Sensible à l'idée du regard porté sur l'autre à travers le prisme de nos histoires communes, Bernard Brisé a élaboré cette série « Lomé / Paris » lors de deux résidences artistiques menées avec l'association Filbleu, la Commission nationale de la francophonie et l'institut français du Togo. Bernard Brisé associe sur une même photographie une personne ou un groupe de personnes réelles à une image d'Épinal, une sorte de carte postale emblématique de Paris et de la tour Eiffel. Pour lui, le processus d'exotisation consiste à déconnecter un lieu et des personnes de leur contexte local et à les replacer dans un autre cadre.
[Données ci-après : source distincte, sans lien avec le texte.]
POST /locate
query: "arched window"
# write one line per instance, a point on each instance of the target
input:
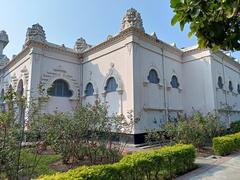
(111, 85)
(230, 86)
(174, 82)
(20, 88)
(238, 88)
(220, 83)
(89, 89)
(153, 77)
(2, 95)
(60, 88)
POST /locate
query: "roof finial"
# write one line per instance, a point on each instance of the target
(35, 33)
(81, 45)
(132, 19)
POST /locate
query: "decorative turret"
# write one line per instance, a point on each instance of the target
(3, 41)
(35, 33)
(81, 45)
(132, 19)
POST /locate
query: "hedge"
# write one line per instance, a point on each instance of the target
(165, 162)
(227, 144)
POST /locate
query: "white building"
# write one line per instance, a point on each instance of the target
(131, 71)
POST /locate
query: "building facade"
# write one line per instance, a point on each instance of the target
(129, 71)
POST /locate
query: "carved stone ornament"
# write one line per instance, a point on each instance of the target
(81, 45)
(132, 19)
(35, 33)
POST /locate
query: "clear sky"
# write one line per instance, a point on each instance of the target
(66, 20)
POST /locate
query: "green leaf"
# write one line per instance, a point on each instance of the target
(175, 3)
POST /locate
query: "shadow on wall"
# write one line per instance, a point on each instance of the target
(107, 87)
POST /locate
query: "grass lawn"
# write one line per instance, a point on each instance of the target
(42, 161)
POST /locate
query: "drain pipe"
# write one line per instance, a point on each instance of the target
(164, 88)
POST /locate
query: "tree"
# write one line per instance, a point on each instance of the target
(216, 23)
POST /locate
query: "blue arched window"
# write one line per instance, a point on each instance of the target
(60, 88)
(111, 85)
(220, 83)
(238, 88)
(153, 77)
(174, 82)
(230, 86)
(20, 88)
(89, 89)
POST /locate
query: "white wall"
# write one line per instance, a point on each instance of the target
(197, 85)
(113, 61)
(152, 100)
(49, 66)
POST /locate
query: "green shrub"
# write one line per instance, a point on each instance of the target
(235, 127)
(166, 162)
(197, 129)
(225, 145)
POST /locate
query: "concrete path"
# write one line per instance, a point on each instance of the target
(215, 168)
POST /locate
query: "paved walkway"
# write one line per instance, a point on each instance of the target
(216, 168)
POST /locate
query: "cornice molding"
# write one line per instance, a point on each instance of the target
(132, 32)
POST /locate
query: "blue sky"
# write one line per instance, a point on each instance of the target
(66, 20)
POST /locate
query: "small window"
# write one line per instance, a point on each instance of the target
(230, 86)
(153, 77)
(174, 82)
(60, 88)
(220, 83)
(238, 88)
(20, 88)
(111, 85)
(89, 89)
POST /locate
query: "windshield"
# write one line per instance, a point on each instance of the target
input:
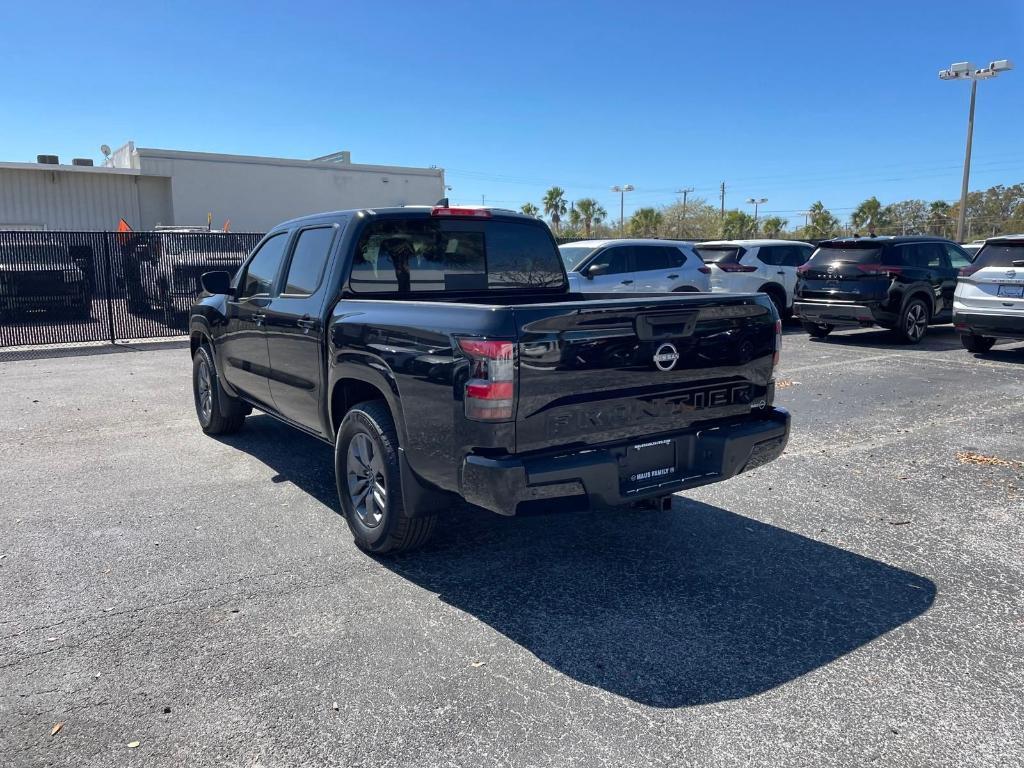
(572, 256)
(720, 254)
(999, 255)
(849, 255)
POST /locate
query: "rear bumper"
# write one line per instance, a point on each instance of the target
(996, 326)
(840, 313)
(704, 455)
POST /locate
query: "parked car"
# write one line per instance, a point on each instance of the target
(756, 266)
(972, 248)
(989, 299)
(900, 283)
(442, 354)
(634, 265)
(162, 269)
(42, 276)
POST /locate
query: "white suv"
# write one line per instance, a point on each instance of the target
(988, 303)
(634, 265)
(756, 266)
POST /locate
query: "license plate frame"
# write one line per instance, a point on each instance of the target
(648, 463)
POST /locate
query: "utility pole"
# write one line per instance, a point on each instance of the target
(967, 71)
(682, 216)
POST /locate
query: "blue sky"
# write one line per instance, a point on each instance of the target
(791, 101)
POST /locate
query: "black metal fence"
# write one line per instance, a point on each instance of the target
(74, 287)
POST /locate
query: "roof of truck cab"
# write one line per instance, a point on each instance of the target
(753, 243)
(626, 242)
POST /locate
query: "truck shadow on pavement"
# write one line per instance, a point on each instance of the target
(670, 609)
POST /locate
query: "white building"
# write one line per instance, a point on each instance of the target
(165, 186)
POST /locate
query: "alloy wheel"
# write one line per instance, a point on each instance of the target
(367, 484)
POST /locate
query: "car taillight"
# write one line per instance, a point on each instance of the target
(489, 392)
(473, 212)
(778, 344)
(730, 267)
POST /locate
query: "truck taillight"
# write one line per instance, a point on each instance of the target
(778, 344)
(489, 392)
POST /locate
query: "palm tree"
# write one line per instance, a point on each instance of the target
(554, 205)
(591, 213)
(645, 221)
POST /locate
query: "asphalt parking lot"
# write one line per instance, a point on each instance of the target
(856, 602)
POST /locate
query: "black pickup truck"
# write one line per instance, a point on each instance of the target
(441, 353)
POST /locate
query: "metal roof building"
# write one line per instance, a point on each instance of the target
(148, 186)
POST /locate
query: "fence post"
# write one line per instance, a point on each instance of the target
(109, 272)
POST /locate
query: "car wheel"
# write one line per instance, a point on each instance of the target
(975, 343)
(206, 391)
(369, 480)
(818, 332)
(913, 322)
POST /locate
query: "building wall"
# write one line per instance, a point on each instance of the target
(61, 199)
(256, 196)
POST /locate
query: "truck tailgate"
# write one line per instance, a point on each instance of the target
(595, 372)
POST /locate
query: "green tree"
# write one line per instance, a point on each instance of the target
(868, 213)
(591, 213)
(772, 226)
(736, 225)
(822, 223)
(554, 206)
(645, 221)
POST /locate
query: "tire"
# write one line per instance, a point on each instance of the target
(816, 331)
(913, 322)
(369, 480)
(975, 343)
(207, 395)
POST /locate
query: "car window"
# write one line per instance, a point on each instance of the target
(263, 267)
(675, 256)
(648, 258)
(616, 260)
(308, 258)
(957, 259)
(434, 254)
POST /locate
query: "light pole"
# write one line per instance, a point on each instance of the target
(682, 216)
(967, 71)
(622, 189)
(756, 202)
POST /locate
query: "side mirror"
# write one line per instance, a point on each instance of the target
(217, 283)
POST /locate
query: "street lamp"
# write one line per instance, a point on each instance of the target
(622, 189)
(682, 216)
(967, 71)
(756, 202)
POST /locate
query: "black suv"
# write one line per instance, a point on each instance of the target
(902, 284)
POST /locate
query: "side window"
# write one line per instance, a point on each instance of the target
(649, 258)
(308, 258)
(615, 259)
(263, 267)
(676, 256)
(957, 259)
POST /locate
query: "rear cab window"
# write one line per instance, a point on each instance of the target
(442, 255)
(1000, 255)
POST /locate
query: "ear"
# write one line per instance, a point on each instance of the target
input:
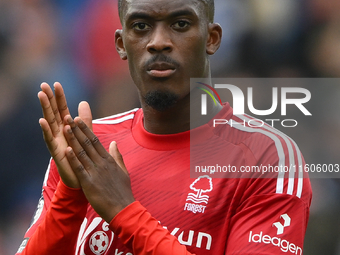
(214, 38)
(120, 44)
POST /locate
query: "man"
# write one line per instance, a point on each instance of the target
(141, 199)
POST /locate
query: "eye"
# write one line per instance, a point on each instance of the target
(141, 26)
(181, 24)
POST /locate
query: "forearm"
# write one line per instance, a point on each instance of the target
(57, 233)
(143, 234)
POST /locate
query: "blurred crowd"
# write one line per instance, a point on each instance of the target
(73, 42)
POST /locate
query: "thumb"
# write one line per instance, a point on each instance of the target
(84, 112)
(114, 152)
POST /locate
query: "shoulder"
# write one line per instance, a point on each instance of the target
(116, 123)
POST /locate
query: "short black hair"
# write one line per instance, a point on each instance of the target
(209, 3)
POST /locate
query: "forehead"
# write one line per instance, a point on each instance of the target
(162, 8)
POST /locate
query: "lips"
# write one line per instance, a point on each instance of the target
(161, 69)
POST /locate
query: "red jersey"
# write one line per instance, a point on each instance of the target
(176, 214)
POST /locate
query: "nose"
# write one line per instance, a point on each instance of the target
(160, 41)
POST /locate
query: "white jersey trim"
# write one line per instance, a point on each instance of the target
(110, 120)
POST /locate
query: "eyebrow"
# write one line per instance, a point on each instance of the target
(143, 15)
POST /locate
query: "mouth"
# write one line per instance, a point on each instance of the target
(161, 69)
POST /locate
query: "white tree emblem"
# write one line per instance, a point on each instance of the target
(202, 184)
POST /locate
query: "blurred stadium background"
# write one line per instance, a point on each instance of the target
(73, 42)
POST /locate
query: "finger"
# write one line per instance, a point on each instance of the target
(48, 113)
(84, 112)
(48, 91)
(61, 100)
(48, 136)
(92, 137)
(77, 148)
(77, 167)
(114, 152)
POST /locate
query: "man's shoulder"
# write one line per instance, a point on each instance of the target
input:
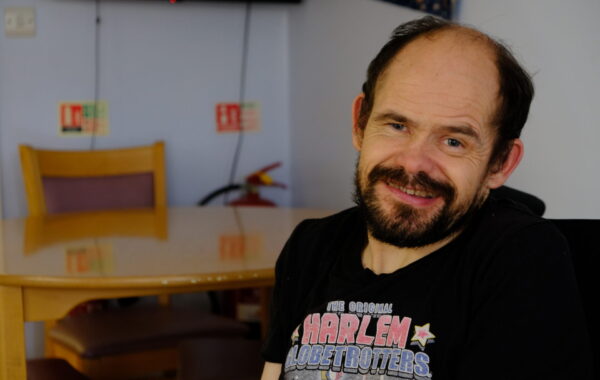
(324, 237)
(504, 216)
(329, 227)
(503, 222)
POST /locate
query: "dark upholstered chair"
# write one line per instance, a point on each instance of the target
(52, 369)
(582, 235)
(220, 359)
(113, 343)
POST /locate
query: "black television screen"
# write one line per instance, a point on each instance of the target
(243, 1)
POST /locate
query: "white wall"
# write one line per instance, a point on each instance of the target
(331, 45)
(559, 42)
(333, 41)
(163, 67)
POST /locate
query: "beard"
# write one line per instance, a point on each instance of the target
(406, 226)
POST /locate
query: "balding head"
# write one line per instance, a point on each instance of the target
(514, 86)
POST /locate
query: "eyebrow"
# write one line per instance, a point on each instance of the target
(465, 130)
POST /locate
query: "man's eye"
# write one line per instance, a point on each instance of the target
(398, 126)
(454, 143)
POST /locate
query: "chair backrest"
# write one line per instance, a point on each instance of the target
(67, 181)
(582, 236)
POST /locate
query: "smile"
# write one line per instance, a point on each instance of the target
(413, 192)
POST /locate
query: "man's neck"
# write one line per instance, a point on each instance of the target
(381, 257)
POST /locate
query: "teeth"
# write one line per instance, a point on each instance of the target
(408, 191)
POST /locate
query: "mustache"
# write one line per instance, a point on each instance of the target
(421, 181)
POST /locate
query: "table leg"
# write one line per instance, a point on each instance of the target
(265, 310)
(12, 334)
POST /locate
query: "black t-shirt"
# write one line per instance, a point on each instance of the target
(498, 302)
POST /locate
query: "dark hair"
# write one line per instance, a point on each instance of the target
(516, 87)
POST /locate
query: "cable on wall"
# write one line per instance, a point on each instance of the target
(241, 97)
(98, 22)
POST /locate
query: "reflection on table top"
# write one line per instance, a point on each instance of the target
(170, 247)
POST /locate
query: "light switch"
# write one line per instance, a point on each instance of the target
(19, 22)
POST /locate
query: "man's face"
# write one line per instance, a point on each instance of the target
(424, 152)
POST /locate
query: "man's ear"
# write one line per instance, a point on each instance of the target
(498, 176)
(357, 131)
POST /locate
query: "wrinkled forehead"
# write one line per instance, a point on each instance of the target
(457, 63)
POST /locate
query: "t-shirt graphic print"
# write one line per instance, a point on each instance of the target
(359, 340)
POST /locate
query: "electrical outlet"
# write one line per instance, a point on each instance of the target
(19, 22)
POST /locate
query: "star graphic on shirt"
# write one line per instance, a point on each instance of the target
(422, 335)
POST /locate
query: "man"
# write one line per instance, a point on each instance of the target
(429, 277)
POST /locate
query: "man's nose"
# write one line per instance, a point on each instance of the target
(416, 156)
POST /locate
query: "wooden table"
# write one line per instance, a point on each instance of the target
(50, 264)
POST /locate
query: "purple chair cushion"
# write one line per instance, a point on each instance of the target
(98, 193)
(115, 332)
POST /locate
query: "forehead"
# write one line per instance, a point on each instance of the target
(450, 74)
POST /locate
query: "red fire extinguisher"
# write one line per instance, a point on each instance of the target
(251, 196)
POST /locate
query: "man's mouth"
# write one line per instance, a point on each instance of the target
(412, 192)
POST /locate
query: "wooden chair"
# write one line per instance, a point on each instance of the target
(110, 344)
(67, 181)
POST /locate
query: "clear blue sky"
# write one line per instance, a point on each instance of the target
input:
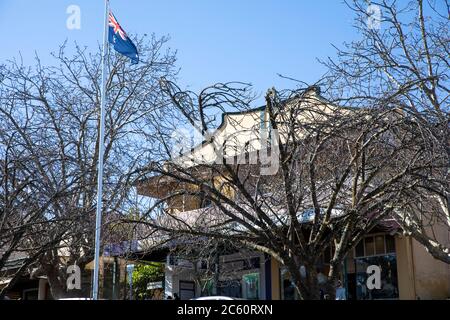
(217, 40)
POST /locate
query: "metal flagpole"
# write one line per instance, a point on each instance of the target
(98, 218)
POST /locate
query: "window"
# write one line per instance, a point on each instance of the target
(359, 250)
(375, 245)
(251, 286)
(390, 244)
(379, 245)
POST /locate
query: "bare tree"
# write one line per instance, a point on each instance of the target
(403, 60)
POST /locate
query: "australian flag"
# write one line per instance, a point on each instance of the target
(121, 42)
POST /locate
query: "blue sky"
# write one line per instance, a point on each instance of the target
(216, 40)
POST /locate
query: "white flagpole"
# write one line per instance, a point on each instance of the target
(98, 218)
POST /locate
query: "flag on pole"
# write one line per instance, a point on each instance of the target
(121, 42)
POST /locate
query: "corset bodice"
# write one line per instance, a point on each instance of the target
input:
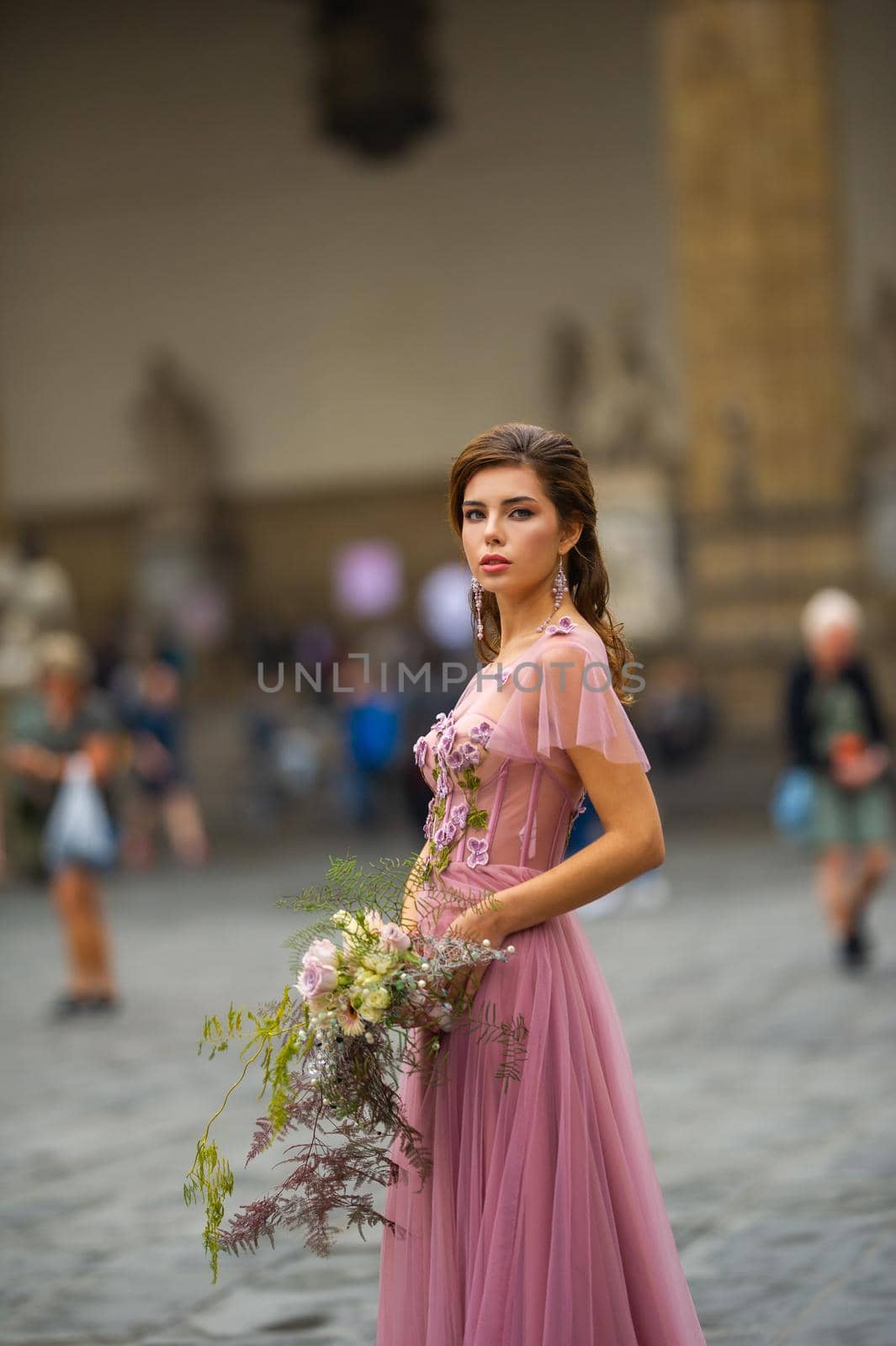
(489, 808)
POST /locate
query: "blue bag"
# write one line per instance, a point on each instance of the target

Dans son travail, le mur occupe une place essentielle : il joue le rôle de fond, d'élément du décorum qui décontextualise, mais aussi celui de support d'apparitions, d'écran d'images plus ou moins fantomatiques de ce symbole de la capitale française. Par un effet de surimpression réalisé en post production, il intègre une vue de Paris aux portraits réels afin de n'obtenir qu'une seule image réunissant les deux éléments. Ce Paris à la tour Eiffel, vécu ou fantasmé, destination rêvée par beaucoup car archétype du luxe et de la réussite sociale mais aussi symbole de l'exposition universelle de 1889 et de ces insoutenables villages indigènes érigés à la gloire de l'empire colonial, nourrit l'image telle une mise en abyme aux multiples degrés de lecture. Ici, le paradigme est inversé : l'humain, l'Africain, s'affirme en sujet principal alors que la tour Eiffel investit le décor se muant, à son tour, en une image dérisoirement exotique.
Dans ses photographies, Bernard Brisé confronte deux environnements qui invitent à une nouvelle interprétation, à la lisière de cette cohabitation ambiguë liant réalité et comédie humaine. Entre légèreté et gravité, il questionne de façon allégorique les notions de culture, d'acculturation et d'altérité.